The case centered on the contents of a medical package dispatched from the shared British Cycling-Team Sky medical facility in Manchester to Wiggins at the 2011 Dauphine Libere race in France, a key pre-Tour race. It was couriered by a British Cycling employee despite Wiggins competing for Team Sky in the race, a year before winning the Tour de France.
Details about the package were leaked last year by the Daily Mail newspaper and it took months for Team Sky to disclose the contents of the package, eventually telling a parliamentary hearing in London it contained Fluimucil, a brand name for a legal decongestant containing acetylcysteine used for clearing mucus.
But there is no paper trail or written evidence of the treatment and the United Kingdom Anti-Doping Agency was investigating whether the substance was in fact the banned corticosteroid called triamcinolone. UKAD said on Wednesday that it "remains unable to confirm or refute the account that the package delivered to Team Sky contained Fluimucil".
"Our investigation was hampered by a lack of accurate medical records being available at British Cycling," UKAD chief executive Nicole Sapstead said. "This is a serious concern."
Team Sky was established in 2009 by Dave Brailsford, the brains behind Britain's 14 medals at the 2008 Beijing Olympics, with the target of producing the country's first Tour champion — a feat accomplished by Wiggins in 2012. Team Sky's Chris Froome, his former teammate, has won it four times since.
Brailsford held dual roles with the British Cycling governing body and the team sponsored by the Sky satellite broadcaster before stepping down from his performance director job at British Cycling in 2014.
A shared medical storage facility in Manchester is emblematic of the blurred lines between the two, supposedly separate entities that were at the heart of the case that anti-doping investigators and legislators tried to untangle.
British Cycling said it has now implemented "significant changes" to its management of medical services to establish clearer boundaries.

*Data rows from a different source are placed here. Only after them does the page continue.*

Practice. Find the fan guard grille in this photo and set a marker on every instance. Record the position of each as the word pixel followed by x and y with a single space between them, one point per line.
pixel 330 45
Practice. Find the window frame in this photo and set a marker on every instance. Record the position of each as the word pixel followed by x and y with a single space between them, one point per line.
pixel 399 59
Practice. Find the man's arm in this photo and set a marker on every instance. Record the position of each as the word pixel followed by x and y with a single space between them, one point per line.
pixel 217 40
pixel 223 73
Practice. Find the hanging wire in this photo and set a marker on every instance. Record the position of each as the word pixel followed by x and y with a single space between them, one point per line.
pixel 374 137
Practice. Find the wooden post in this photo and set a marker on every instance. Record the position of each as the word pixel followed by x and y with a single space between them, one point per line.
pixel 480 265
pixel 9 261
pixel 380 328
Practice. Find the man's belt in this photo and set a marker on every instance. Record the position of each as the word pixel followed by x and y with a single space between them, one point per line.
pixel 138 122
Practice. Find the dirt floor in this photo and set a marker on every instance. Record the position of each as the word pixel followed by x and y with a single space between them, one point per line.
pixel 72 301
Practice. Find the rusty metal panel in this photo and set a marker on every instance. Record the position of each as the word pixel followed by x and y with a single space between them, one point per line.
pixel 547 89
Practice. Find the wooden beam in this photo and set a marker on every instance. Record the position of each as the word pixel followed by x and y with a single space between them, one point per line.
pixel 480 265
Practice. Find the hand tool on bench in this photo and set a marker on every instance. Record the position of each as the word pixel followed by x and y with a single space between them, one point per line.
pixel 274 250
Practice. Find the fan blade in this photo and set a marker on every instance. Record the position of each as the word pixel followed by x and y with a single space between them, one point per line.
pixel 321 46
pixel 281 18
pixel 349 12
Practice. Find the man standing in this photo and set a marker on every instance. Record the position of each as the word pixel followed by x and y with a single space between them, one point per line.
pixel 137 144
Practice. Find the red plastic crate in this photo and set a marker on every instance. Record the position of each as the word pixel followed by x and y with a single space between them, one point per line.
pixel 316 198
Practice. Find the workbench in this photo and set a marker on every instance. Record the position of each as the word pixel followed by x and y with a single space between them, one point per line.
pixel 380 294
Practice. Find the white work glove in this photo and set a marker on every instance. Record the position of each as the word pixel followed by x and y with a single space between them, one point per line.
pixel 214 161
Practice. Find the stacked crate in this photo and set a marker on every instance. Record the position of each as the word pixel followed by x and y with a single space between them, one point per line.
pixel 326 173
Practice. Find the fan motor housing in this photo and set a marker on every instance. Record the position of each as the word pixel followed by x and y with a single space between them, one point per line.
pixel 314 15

"The relationship between British Cycling and Team Sky developed rapidly and as a result, at times, resulted in the blurring of the boundaries between the two," British Cycling chief executive Julie Harrington said. "This led to some failings in the way that processes and people were managed."
Making no direct reference to the failure to keep detailed medical records, Team Sky said: "We have co-operated fully with UK Anti-Doping over the last year."
The British parliamentary inquiry, which investigated the incident, plans to issue a report by the end of the year. Damian Collins, who heads the sports committee, said there are "serious and worrying problems" within British cycling relating to anti-doping.
UKAD said the case could be reopened if new evidence emerges. Some information on the case has been passed to the General Medical Council regulatory body.